Files
vrobbler/vrobbler/apps/music/management/commands/report_mismatched_metadata.py
Colin Powell 91c3376256
Some checks failed
build / test (push) Has been cancelled
[music] Add mgmt command to see mismatched metadata
2026-06-08 11:17:36 -04:00

128 lines
3.6 KiB
Python

import csv
import logging
from django.core.management.base import BaseCommand
logger = logging.getLogger(__name__)
def _get_source(raw_data):
if "Artist" in raw_data:
return "Jellyfin"
if "artist" in raw_data:
return "Mopidy"
return None
def _get_raw_values(raw_data, source):
if source == "Jellyfin":
return raw_data.get("Artist", ""), raw_data.get("Album", "")
return raw_data.get("artist", ""), raw_data.get("album", "")
def _normalize(name):
return name.strip().casefold()
def _artist_mismatch(raw_artist, track_artist_names):
if not raw_artist or not track_artist_names:
return False
track_names = [_normalize(n) for n in track_artist_names.split(" / ")]

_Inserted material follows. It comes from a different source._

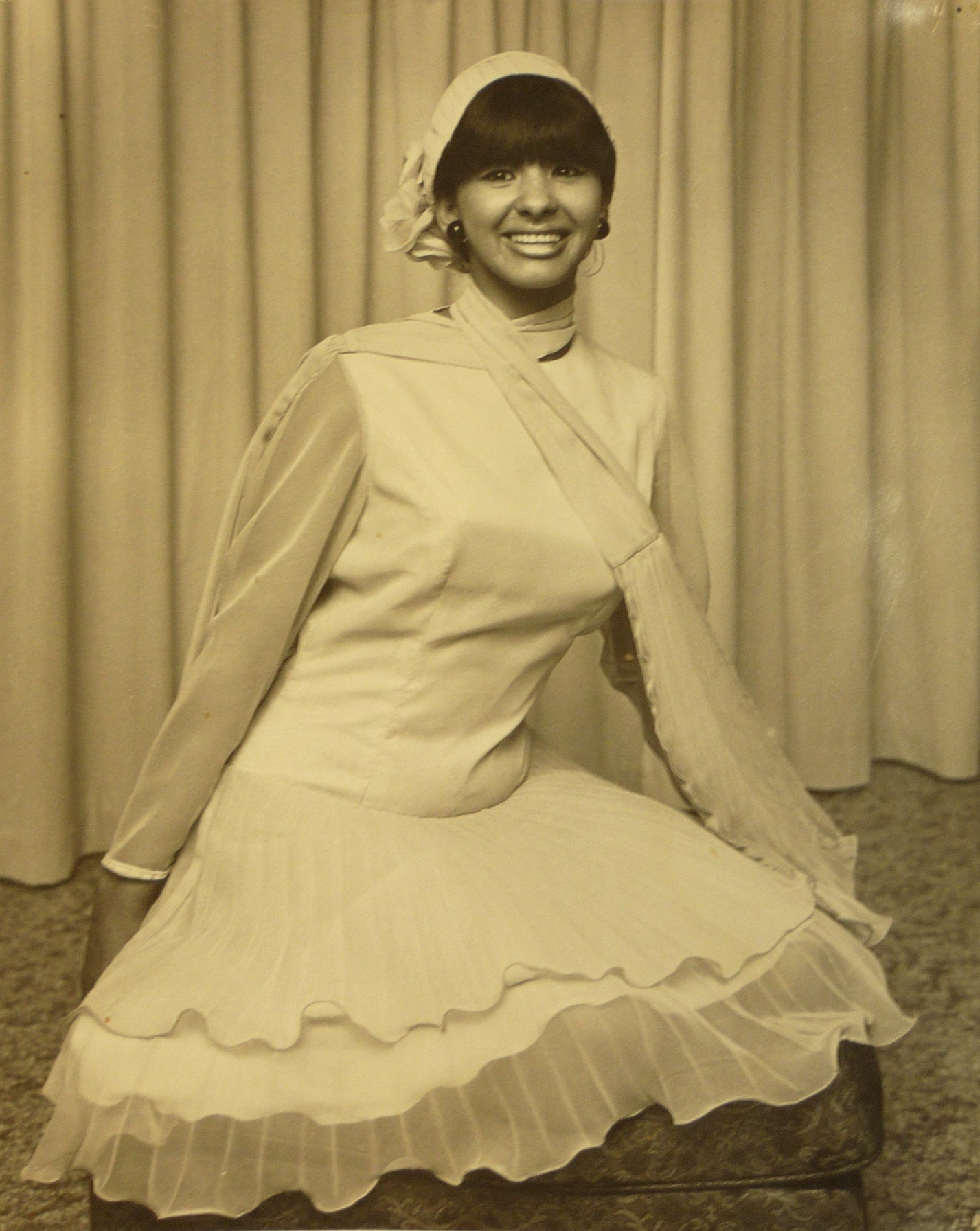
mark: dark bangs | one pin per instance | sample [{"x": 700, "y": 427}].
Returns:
[{"x": 526, "y": 119}]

raw = _normalize(raw_artist)
if raw in track_names:
return False
if raw == _normalize(track_artist_names):
return False
return True
def _album_mismatch(raw_album, track_album_name):
if not raw_album or not track_album_name:
return False
return _normalize(raw_album) != _normalize(track_album_name)
class Command(BaseCommand):
help = (
"Outputs a CSV of track IDs where raw metadata from scrobble logs "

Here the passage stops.